Two months after the cancellation by the Administrative Court of Appeal of Paris of the building permits for the "La Ville multistrates" and "Mille Arbres" projects issued by the Paris City Hall, the latter "decided to appeal to the Court of Cassation Council of State,” she told AFP on Monday evening.
These two projects for office buildings, shops, housing, even including a nursery for the second, were planned on slabs covering the ring road in the XNUMXth arrondissement (north-west), near Porte Maillot.
The two permits had been canceled by two judgments of the Paris administrative court of July 2, 2021, following appeals from, in particular, environmental protection associations. The court ruled these permits illegal, given the risk to public health associated with air pollution.
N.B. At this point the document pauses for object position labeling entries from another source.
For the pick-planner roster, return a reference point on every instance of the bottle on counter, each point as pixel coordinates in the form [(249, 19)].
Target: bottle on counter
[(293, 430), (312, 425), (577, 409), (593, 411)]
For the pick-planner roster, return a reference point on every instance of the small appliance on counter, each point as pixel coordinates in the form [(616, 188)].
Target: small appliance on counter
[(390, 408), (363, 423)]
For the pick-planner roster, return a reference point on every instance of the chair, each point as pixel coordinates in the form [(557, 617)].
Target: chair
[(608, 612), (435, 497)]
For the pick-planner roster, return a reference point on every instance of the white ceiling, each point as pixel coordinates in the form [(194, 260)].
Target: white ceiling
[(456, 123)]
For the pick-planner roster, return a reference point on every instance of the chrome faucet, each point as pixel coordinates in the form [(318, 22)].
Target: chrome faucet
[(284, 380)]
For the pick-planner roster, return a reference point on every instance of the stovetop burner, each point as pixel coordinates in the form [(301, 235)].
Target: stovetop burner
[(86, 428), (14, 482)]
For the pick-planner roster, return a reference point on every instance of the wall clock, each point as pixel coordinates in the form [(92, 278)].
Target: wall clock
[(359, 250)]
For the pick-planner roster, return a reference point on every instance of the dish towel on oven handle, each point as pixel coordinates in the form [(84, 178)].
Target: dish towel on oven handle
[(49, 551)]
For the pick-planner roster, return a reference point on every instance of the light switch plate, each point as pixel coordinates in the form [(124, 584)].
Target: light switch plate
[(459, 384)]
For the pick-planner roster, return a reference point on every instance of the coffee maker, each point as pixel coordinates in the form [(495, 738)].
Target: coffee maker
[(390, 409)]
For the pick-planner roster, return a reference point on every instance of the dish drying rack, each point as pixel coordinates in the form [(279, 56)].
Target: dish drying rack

At the beginning of October, the administrative court of appeal had rejected the appeal of the City and the two builders, considering that "the displacement of pollutants from automobile traffic at the entrance and exit of the tunnels created by the projects will lead, in particular, an increase in the concentration of nitrogen dioxide in the surroundings".
This decision "did not take into account the positive impacts of the policies to reduce pollution at source implemented by the City", explained the entourage of the town planning assistant Emmanuel Grégoire Monday evening to AFP.
Among these anti-pollution measures, the same source cites "the evolution of the ring road into an urban and green boulevard, the ban on diesel vehicles in Paris and on the territory of the Metropolis in 2024 via the Low Emission Zone (ZFE), or even the reduction of the place of the car in town".
The elected environmentalists, allies of PS mayor Anne Hidalgo but disagreeing with her on her major urban projects, in particular on how to transform the ring road, reacted by asking the executive to give up this appeal.
“How can you challenge a court decision that saves lives?”, moved the elected EELV Emile Meunier to AFP.
"The city insists on endangering the health of new populations by building polluted sites", also castigated Christine Nedelec, president of France Nature Environnement (FNE) Paris, one of the associations at the origin of the appeals.